41      I would recall that, as regards the ECHR, the compatibility with Article 3 of that convention of a life sentence which is not de jure and de facto subject to review would be called into question (see footnote 39 above).


42      See judgments in El Dridi (paragraph 41), and of 11 June 2015, Zh. and O. (C‑554/13, EU:C:2015:377, paragraph 49).


43      As is apparent, inter alia, from the judgment in M (paragraph 43).


44      See judgment in M (paragraphs 44 and 45). I recall that, in that case, it was not possible to adopt a return decision on account, inter alia, of the application of the principle of non-refoulement.


45      See, to that effect, judgment of 20 October 2022, Centre public d’action sociale de Liège (Withdrawal or suspension of a return decision) (C‑825/21, EU:C:2022:810, paragraph 43). In that regard, the Court indicated that the discretion granted by the EU legislature to Member States is ‘very broad’ (paragraph 44 of that judgment).

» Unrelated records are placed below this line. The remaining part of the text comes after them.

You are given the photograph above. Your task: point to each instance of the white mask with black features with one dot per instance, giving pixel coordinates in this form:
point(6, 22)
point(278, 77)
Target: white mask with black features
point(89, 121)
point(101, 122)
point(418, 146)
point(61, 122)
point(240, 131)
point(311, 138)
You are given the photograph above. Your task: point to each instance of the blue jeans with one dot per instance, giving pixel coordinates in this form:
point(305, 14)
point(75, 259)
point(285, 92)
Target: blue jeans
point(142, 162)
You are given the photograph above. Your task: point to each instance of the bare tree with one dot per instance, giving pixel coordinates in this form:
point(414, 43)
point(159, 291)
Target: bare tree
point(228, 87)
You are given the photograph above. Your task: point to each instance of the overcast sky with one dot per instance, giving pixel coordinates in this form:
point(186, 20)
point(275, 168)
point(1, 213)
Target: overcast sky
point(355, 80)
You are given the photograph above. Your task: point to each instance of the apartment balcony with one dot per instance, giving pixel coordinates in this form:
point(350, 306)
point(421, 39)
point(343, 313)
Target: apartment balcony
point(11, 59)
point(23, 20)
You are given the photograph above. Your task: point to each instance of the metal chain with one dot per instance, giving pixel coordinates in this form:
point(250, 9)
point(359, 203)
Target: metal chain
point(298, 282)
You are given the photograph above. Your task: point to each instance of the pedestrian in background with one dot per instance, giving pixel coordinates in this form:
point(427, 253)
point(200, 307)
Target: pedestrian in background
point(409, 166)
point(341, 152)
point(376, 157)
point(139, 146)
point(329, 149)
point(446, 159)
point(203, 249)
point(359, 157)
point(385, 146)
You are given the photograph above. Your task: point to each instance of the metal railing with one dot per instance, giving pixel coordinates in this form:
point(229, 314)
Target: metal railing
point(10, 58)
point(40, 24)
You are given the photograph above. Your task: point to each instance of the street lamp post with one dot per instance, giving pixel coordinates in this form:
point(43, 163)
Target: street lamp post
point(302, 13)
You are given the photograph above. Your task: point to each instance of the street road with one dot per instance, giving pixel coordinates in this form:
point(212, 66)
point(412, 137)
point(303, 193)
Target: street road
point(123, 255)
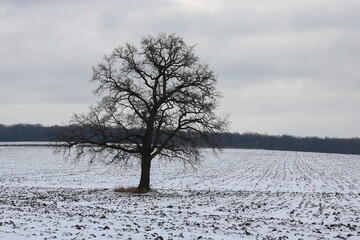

46      Thus, in the judgment of 22 November 2022, Staatssecretaris van Justitie en Veiligheid (Removal – Medicinal cannabis) (C‑69/21, EU:C:2022:913, paragraph 86), the Court found that Directive 2008/115 ‘does no more than permit Member States to grant, for compassionate or humanitarian reasons, a right of residence, on the basis of their national law, and not EU law, to third-country nationals who are staying illegally on their territory’.